Prothèses mammaires défectueuses


Le Dr Marinetti est le premier à avoir alerté les autorités de la dangerosité des prothèses PIP. Il raconte comment il en est arrivé à douter de ce fabricant français, bien sous tous rapports.

Le Dr Christian Marinetti dirige la clinique Phenicia à Marseille.
Le Dr Christian Marinetti dirige la clinique Phenicia à Marseille. DR

C'est grâce à la ténacité et la perspicacité d'un chirurgien que l'affaire des prothèses mammaires empoisonnées a explosé. Le Dr Christian Marinetti, directeur de la clinique marseillaise de chirurgie esthétique Phénicia, où exercent quinze médecins, avait prévenu dès 2008 les autorités sanitaires d'un problème grave existant avec les prothèses PIP. Restant sans réponse, il a continué à les prévenir à chaque rupture d'implant qui survenait chez l'une de ses patientes. Jusqu'à ce que l'Agence sanitaire réagisse, en 2009, et déclenche une enquête. Le début de la fin pour PIP.

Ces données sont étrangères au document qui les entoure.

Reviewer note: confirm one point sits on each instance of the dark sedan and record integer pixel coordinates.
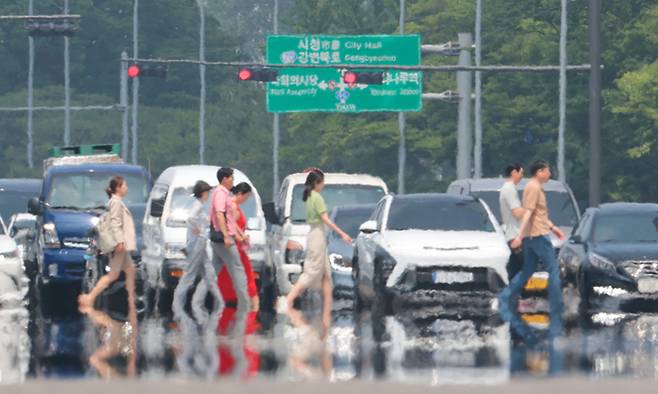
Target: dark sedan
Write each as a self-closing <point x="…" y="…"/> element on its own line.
<point x="348" y="218"/>
<point x="613" y="253"/>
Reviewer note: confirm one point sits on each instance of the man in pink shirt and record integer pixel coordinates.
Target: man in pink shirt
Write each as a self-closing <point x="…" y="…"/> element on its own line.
<point x="222" y="219"/>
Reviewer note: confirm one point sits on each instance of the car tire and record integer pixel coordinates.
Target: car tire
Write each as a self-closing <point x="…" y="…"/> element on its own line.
<point x="382" y="306"/>
<point x="584" y="290"/>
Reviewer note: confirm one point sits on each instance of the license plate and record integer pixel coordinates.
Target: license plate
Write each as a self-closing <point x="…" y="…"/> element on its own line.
<point x="647" y="285"/>
<point x="448" y="277"/>
<point x="538" y="281"/>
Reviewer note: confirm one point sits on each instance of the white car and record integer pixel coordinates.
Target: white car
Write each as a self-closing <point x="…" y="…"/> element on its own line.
<point x="416" y="247"/>
<point x="13" y="283"/>
<point x="288" y="217"/>
<point x="165" y="226"/>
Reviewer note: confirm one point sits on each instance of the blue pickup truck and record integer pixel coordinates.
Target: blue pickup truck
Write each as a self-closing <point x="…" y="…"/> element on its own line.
<point x="72" y="199"/>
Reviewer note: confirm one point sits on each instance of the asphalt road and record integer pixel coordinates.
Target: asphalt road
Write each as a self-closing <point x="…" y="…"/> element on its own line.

FRANCE-SOIR. Quand avez-vous commencé à travailler avec l'entreprise PIP ?
DR CHRISTIAN MARINETTI. J'ai commencé à poser des prothèses mammaires PIP en 2001, comme à peu près tous les chirurgiens, car de 1995 à 2001, il y avait en France un moratoire sur les implants faits de silicone. On ne posait que des implants au sérum physiologique avant 2001. Quand ils ont été autorisés, nous nous y sommes tous mis. La première rupture de prothèse PIP que j'ai constatée est ensuite survenue en 2007.

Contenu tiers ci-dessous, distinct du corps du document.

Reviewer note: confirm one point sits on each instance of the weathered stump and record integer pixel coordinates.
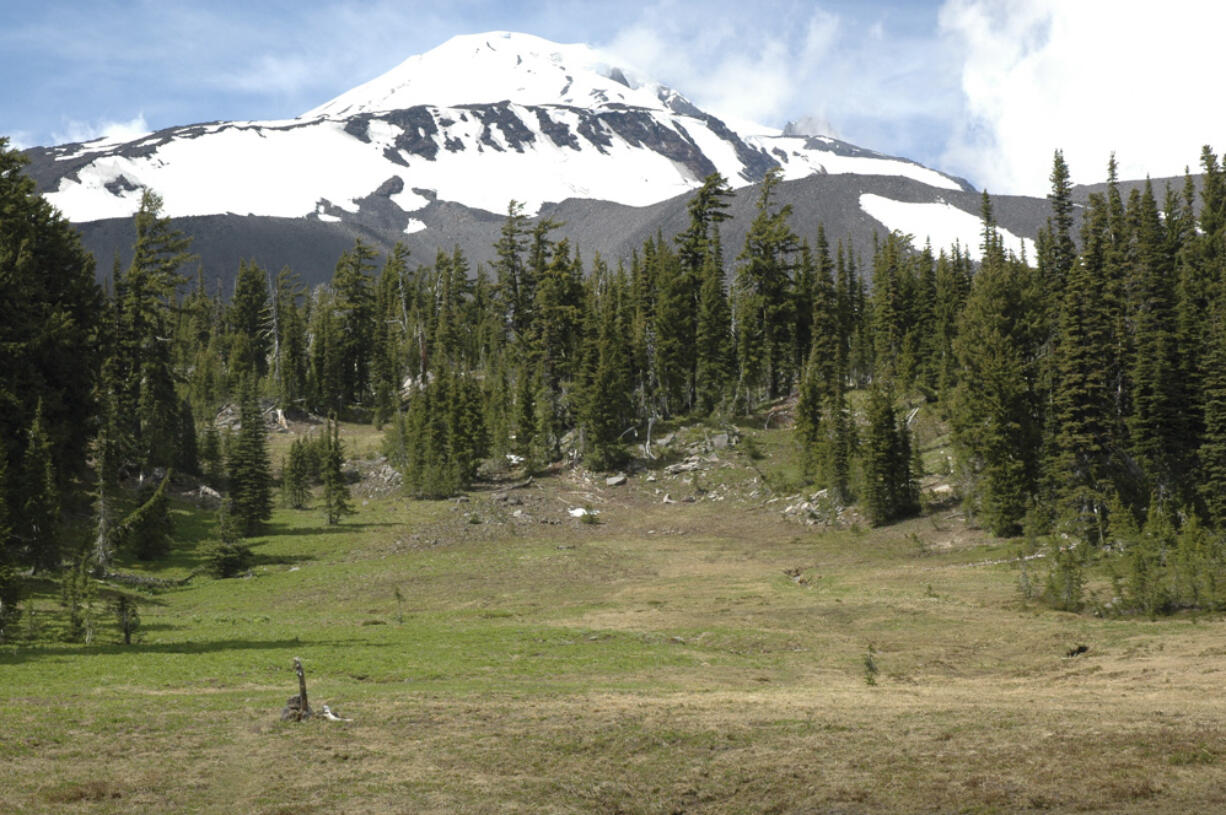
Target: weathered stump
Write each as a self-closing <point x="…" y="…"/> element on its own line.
<point x="297" y="707"/>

F.-S. Une rupture de prothèse mammaire est-elle forcément inquiétante ?
C. M. Pas toujours, car il faut savoir qu'une rupture est naturelle, aucun implant n'est mis en place pour la vie, et ce, sans exception. Les implants durent en moyenne dix ans. Après cette durée, il faut les faire changer et en poser des nouveaux, avant qu'une rupture ne survienne. Les ruptures précoces, au bout de quelques mois ou quelques années, existent quelle que soit la marque. C'est assez naturel d'en voir de temps en temps. Donc à la première rupture, j'ai simplement notifié le problème au fabricant et l'Afssaps (Agence française de sécurité sanitaire des produits de santé). A la deuxième rupture, je me suis inquiété. Je me suis dit que c'était le début d'une série noire.

F.-S. Lorsque vous avez commencé à avoir des doutes sur le produit, qu'avez-vous fait ?
C. M. J'ai arrêté de l'utiliser. Dès la deuxième rupture, en mars 2008, j'ai mis sous séquestre tout le stock de prothèses PIP pour qu'on ne l'utilise plus. Ce qui m'a mis la puce à l'oreille, en plus des incidents, c'est l'absence d'explication logique du fabricant, qui niait le problème. Au mois de juin, PIP n'était toujours pas venu chercher son stock de prothèses dans ma clinique, donc mes employés les ont emballés puis ramenés eux-mêmes à l'usine. Je voulais être certain de ne plus jamais en utiliser.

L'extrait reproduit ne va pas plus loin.